A recent case of ‘cartoon-inspired violence’ occurred in Rotherham, where young teens chose to re-enact ‘Kick a Ginger Day’, from the cartoon South Park, by kicking ginger-haired students. This has revived the ‘blame-game’ for violence in young people yet again. The program was given a TV-MA rating, which warns that the content is not suitable for children. Parents could be to blame for allowing their children access to the program or for not discussing what is, and is not, socially-acceptable behaviour. Media could be held accountable for portraying society as a violent place on their networks.  Children could also be to blame because, ultimately, they were the ones making the choice to hurt other children. Instead, the creators of South Park are being blamed.

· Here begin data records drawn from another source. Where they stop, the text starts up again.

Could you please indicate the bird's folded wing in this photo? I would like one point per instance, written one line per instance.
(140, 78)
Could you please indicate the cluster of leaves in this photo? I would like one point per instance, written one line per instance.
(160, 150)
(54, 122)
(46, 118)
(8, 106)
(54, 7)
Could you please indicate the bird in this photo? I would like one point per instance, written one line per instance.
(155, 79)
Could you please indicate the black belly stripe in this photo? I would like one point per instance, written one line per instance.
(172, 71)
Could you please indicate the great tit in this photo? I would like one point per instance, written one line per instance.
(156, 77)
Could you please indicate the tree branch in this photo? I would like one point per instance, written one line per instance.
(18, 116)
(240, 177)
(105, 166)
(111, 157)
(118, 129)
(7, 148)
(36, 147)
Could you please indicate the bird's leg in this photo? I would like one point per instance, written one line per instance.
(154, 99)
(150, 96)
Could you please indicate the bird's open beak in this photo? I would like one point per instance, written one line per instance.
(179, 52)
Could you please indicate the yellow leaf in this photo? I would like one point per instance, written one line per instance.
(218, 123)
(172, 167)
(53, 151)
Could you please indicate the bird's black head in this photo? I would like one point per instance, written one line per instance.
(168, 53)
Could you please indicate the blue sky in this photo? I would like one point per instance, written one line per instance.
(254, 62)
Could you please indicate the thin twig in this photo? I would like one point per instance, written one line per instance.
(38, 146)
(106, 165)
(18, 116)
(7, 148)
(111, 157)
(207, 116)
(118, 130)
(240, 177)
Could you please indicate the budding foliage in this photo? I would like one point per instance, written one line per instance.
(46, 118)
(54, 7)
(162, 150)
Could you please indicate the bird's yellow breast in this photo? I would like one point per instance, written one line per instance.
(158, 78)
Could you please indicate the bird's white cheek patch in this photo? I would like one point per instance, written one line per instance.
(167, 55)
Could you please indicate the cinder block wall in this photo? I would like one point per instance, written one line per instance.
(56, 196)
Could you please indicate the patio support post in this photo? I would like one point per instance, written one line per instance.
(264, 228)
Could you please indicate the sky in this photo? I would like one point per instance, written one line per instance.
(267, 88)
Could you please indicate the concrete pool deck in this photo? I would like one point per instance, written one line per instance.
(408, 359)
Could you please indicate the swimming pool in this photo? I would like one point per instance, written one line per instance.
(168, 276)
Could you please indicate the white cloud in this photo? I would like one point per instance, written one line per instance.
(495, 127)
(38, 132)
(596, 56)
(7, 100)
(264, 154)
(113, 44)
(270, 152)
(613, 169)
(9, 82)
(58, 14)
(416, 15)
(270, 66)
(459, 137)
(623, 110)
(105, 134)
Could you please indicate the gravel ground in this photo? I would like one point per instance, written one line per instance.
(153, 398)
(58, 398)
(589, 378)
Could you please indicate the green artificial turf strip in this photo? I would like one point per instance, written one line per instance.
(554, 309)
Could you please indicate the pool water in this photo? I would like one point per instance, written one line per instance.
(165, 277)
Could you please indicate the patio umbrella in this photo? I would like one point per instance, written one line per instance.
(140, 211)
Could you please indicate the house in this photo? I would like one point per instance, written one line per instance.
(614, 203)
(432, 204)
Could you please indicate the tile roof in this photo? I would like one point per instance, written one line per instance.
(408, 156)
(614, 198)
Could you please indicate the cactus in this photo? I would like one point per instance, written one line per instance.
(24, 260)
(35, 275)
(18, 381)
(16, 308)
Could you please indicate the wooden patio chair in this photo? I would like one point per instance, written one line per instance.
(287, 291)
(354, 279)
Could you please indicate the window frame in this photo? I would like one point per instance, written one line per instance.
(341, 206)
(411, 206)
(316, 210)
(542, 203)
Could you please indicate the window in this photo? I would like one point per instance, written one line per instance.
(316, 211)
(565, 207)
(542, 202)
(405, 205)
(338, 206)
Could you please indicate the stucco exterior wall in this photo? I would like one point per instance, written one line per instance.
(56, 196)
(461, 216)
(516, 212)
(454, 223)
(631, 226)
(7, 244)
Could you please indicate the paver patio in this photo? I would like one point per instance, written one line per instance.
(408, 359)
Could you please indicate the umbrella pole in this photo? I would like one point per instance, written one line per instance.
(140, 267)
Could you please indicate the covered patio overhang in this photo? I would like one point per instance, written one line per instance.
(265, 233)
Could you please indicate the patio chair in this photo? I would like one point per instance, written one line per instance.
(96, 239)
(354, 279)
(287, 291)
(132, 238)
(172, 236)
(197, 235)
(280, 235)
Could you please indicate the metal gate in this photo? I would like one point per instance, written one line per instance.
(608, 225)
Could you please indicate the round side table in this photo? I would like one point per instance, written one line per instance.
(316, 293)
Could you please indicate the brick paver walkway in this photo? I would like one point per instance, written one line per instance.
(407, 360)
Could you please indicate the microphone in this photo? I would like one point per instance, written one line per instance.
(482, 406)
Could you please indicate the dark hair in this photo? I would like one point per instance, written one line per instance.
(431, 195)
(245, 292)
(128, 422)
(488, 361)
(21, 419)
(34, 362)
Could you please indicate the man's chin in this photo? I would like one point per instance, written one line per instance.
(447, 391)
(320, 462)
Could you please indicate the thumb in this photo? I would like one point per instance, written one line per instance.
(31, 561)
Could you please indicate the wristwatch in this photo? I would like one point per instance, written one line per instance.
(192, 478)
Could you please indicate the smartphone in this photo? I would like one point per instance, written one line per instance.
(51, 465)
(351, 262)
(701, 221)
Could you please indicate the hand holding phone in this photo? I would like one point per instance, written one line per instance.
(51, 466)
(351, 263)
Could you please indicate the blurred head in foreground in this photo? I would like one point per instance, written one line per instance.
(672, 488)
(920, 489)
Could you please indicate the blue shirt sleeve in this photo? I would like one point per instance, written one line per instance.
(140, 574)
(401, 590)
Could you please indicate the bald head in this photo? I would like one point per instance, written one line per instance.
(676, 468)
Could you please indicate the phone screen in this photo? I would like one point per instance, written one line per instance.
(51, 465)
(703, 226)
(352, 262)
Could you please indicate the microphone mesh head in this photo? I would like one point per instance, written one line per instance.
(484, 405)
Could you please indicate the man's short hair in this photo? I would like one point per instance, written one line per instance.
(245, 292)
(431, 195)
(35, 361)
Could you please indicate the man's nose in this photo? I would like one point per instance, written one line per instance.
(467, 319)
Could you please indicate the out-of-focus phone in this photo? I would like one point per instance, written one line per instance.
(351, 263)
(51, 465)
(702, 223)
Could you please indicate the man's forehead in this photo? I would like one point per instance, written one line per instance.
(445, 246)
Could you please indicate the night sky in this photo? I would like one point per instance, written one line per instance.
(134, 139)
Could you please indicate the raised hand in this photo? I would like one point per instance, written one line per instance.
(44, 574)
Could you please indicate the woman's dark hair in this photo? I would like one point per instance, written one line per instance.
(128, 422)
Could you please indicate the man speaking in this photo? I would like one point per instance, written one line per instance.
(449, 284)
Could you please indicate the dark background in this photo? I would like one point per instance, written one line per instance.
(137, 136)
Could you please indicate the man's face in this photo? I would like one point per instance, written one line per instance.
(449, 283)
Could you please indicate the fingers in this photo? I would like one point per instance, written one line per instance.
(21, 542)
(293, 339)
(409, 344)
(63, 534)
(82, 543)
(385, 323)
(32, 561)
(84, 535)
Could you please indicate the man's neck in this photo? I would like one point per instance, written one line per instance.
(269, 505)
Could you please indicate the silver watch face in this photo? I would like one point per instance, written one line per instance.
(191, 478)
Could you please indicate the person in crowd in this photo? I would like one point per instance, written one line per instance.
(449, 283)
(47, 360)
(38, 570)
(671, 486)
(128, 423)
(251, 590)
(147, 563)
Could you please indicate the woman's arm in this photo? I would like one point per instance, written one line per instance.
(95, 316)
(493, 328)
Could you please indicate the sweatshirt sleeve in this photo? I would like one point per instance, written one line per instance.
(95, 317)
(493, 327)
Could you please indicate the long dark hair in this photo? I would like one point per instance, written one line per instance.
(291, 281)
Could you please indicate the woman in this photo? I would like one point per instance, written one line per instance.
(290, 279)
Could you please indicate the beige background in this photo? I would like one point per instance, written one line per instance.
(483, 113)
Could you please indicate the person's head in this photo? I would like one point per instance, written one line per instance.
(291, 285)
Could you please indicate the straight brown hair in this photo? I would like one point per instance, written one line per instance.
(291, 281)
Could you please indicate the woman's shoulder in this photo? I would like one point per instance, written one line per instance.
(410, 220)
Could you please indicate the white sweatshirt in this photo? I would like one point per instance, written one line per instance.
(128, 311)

The view that violence in cartoons causes the children who watch them to turn violent, or at least, to accept violence as a social norm, has been tossed around, studied and debated in detail for a long time. Some experts state that violence is shunned by children when watching programs, while others insist that violence should be removed from children’s viewing. It seems that parents cannot get a definitive answer on the question of violence in cartoons, but, while most children do not try to re-enact the action quite as literally by chopping up cats and expecting them to chase mice afterwards, medical records are available to prove that some do identify more literally with characters and actions than others.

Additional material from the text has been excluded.